Best way to compare arrays?

TheBuzzer · Dec 14, 2009

I am trying to figure out a way to compare multiple arrays in a fast method that will give me back what each array does not have.

So if an array is {2,3,5}
Second array is {1,3,5}
Third Array is {2,5}

First array will give back 1
Second array will give back 2
Third array will give back 1,3

Is this even possible in a fast way? or do i need to just make each array compare to every array.

CraftyChicken · Dec 14, 2009

Depending on your language, you can use a predefined library or just walk-through each element with loops. I'm sure there's a faster way, but I'm not great programmer whiz

I'm gonna take a leap and guess you're talking php. In which case array_diff() is your friend.

PTNL · Dec 14, 2009

One approach would be to create an array of all unique values across each of the individual arrays. Then check each individual array against the master lookup array to see what value(s) were not found.

keenan · Dec 14, 2009

Most languages should have built in set operations. Take the union of all the input sets, then the difference between that and the array you're comparing.
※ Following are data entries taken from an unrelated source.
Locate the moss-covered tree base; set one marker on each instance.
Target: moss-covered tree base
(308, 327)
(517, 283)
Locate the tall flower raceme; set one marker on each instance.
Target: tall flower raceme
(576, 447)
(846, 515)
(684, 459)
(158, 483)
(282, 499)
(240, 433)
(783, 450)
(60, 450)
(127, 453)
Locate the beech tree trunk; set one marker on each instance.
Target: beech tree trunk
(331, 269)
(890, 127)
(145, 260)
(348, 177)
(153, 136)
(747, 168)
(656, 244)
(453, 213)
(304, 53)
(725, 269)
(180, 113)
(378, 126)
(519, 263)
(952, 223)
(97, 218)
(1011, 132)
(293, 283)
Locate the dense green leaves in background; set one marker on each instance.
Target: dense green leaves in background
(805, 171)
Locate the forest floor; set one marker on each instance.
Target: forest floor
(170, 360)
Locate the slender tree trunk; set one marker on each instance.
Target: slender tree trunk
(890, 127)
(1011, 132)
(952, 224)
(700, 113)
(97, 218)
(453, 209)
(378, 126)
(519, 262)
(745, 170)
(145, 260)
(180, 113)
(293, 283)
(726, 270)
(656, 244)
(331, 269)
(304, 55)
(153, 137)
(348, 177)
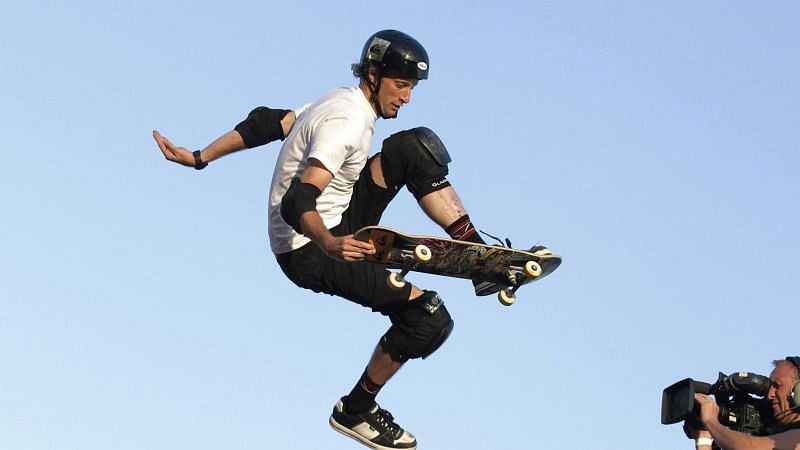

If you have to do it by hand the most efficient simple way is probably to sort both arrays (or just keep them sorted in the first place), then walk the set of all values alongside the input array; any missing values get added to the output set. If the arrays are small it might be faster to just do a linear search for all values.

TheBuzzer · Dec 14, 2009

Well i think i would just have to loop everything in the thing i am doing.

I can't just do a normal array compare because it isnt really just a array but a group of objects.

J-Will · Dec 15, 2009

What lang?

If you're comparing an array of objects, can you convert the objects to a string? or to integers? If that answer is no, then do you know what all the possible objects are? You could use a loop with booleans in that case.

TheBuzzer · Dec 15, 2009

I am using java the arrays are specialized arrays that contains strings i wanted to compare inside.

J-Will · Dec 15, 2009

Then you would probably want to create a nested for loop:
for(int i=0;i<array1.length;i++){
for(int n=0;n<array2.length;n++){
compare all the elements in array2 to the element of array1
}
}
When the compare of ALL the elements in array2 is finished comparing to array1., then will be increased to the next element and all the elements in array2 will be compared to that element. A simple If statement could be used to keep track of whether or not there is a match.
If array2[n] == array1{ arrayMatch[x] = array2[n]; x++;}

show us what you have so far so we can point you in the proper direction. I dont want to give too much away, but still give you proper tips

keenan · Dec 15, 2009

If you use a type that implements the Set interface (such as HashSet), or copy your array into one, these operations are trivial and implemented for you. You just need to make sure that Object.equals of your objects does what it should. Then use Set.removeAll(Collection) to implement the logic you're describing.

mikeblas · Dec 15, 2009

TheBuzzer said:
I am trying to figure out a way to compare multiple arrays in a fast method that will give me back what each array does not have.

So if an array is {2,3,5}
Second array is {1,3,5}
Third Array is {2,5}

First array will give back 1
Second array will give back 2
Third array will give back 1,3

I can't figure out what you mean by "does not have". None of the arrays include the number 4, so why is it not listed in what you "give back"? None of them have zero, or six, either. Your subject line says that you want to compare arrays; a comparison requires at least two things to compare. But you're only comparing one array, somehow.

keenan · Dec 15, 2009

mikeblas said:
I can't figure out what you mean by "does not have". None of the arrays include the number 4, so why is it not listed in what you "give back"? None of them have zero, or six, either. Your subject line says that you want to compare arrays; a comparison requires at least two things to compare. But you're only comparing one array, somehow.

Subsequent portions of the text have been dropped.